Certo, era giusto ricordare. E anche celebrare un po’ noi stessi. Perché affogati nella retorica degli angeli del fango, ci siamo distratti, e ad ogni anniversario non abbiamo capito abbastanza che sono stati prima di tutto i fiorentini a salvare Firenze, con la loro tenacia e il loro amore per la città. Quegli stessi fiorentini che ogni giorno litigano su tutto, ma quella volta, in quei giorni, decisero di non sprecare il fiato se non per raccogliere le forze e ripulire strade e piazze, cantine e negozi, abitazioni e garage.
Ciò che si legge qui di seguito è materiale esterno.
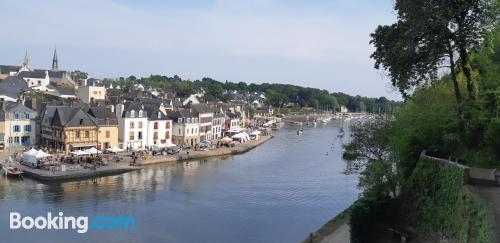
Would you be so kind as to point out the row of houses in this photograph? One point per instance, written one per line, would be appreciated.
(80, 114)
(130, 125)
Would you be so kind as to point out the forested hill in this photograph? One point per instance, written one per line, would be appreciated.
(277, 94)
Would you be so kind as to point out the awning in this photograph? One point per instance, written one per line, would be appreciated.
(82, 145)
(115, 150)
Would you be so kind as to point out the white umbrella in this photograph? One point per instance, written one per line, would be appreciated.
(79, 152)
(92, 150)
(115, 150)
(40, 154)
(31, 151)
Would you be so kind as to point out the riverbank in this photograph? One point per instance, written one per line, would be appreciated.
(191, 155)
(336, 230)
(119, 168)
(44, 175)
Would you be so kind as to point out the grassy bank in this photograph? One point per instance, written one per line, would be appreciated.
(434, 206)
(329, 228)
(438, 204)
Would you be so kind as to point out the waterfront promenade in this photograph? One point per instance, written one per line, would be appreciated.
(191, 154)
(114, 168)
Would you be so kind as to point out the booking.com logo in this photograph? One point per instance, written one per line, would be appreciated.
(81, 223)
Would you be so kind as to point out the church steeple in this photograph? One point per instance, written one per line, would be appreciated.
(26, 60)
(26, 63)
(55, 63)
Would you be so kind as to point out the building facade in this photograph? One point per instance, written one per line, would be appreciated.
(132, 125)
(205, 116)
(89, 94)
(17, 125)
(107, 127)
(185, 128)
(159, 126)
(68, 129)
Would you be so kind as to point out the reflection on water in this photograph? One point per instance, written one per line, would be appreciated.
(278, 192)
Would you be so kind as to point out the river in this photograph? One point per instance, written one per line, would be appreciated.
(278, 192)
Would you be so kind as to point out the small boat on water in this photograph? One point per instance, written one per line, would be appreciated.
(11, 168)
(12, 171)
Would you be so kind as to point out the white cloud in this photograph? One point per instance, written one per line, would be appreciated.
(228, 32)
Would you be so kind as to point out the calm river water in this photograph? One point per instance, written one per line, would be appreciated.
(278, 192)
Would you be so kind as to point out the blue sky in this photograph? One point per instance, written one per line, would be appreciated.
(315, 43)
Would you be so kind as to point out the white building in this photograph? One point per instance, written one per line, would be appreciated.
(185, 130)
(159, 127)
(89, 94)
(37, 80)
(17, 125)
(205, 116)
(192, 99)
(218, 123)
(132, 125)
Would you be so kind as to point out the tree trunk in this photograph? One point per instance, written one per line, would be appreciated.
(464, 58)
(458, 95)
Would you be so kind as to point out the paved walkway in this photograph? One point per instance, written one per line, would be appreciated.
(341, 235)
(490, 196)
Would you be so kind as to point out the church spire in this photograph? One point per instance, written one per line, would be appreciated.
(55, 63)
(26, 63)
(26, 60)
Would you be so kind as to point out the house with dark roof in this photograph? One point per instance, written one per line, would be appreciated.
(218, 121)
(68, 128)
(12, 87)
(159, 126)
(185, 129)
(107, 126)
(205, 116)
(132, 124)
(66, 93)
(8, 70)
(37, 80)
(17, 125)
(61, 78)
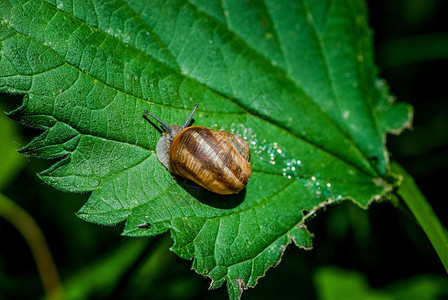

La reazione dei fiorentini fu così rabbiosa da lasciare di stucco il mondo, perciò è stata oggetto perfino di uno studio sociologico. L’analisi teorizza che quella forza fu legata alla situazione economica e sociopolitica del nostro territorio, che vedeva un grande protagonismo della rete costituita dalle parrocchie e dalle case del popolo, e oggi, che la situazione sociale è mutata, sottintende la domanda: ci sarebbe la stessa risposta? I fiorentini restarono in silenzio a spalare il fango, eppure ne avrebbero avute di cose da dire e da ridire, soprattutto contro il Paese legale, che non si fece vivo per giorni, e quando venne a vedere il disastro non comprese le dimensioni della tragedia.

Lo Stato ha continuato per cinquant’anni a promettere opere strategiche che mettessero in sicurezza la valle dell’Arno. Ancora si parla di casse di espansione, senza considerare che molte di quelle realizzate negli ultimi anni, sono state progettate tenendo conto della quantità di pioggia caduta nel 1966 e non dei cambiamenti climatici avvenuti nel frattempo, per cui in occasione dei nubifragi è stato verificato che l’entità della precipitazione – oggi si chiamano «bombe d’acqua» – è molto maggiore di quella calcolata allora. Mauro Grassi, che è fiorentino e direttore di Italia sicura, la struttura di missione di Palazzo Chigi contro il dissesto idrogeologico, ha assicurato che ora ci sono i soldi veri da spendere, 200 milioni. Non annunci, ma finanziamenti concreti. Sarà sicuramente così, ma mettetevi nei panni di chi ogni anno a novembre, da mezzo secolo, ascolta gli stessi discorsi. Poi va da sè che dobbiamo fare in modo che ci siano anche i progetti, per evitare che i soldi restino inutilizzati. Non sarebbe la prima volta.

Così come sono diventato allergico, ormai, alle promesse – per averne sentite tante e vane – sono anche allergico alla sfiducia congenita, spero dunque che il prossimo anniversario ci risparmi bluff e proclami, e ci consegni piuttosto i fatti che fino a oggi non abbiamo visto. Non vorrei che caduta la tensione, se ne riparli chissà quando. Esattamente come succede quando c’è un disastro naturale: si piange, si invocano interventi subito, poi sopravvengono altre urgenze e buonanotte al secchio. Ecco, l’Arno, che ci fece il dispetto del 1966, ha sbuffato proprio sotto il naso della retorica politica. A modo suo ha voluto beffarsi delle passerelle celebrative. Un avvertimento. O forse il castigo, per qualche bugia di troppo ascoltata dalle facili tribune del ricordo.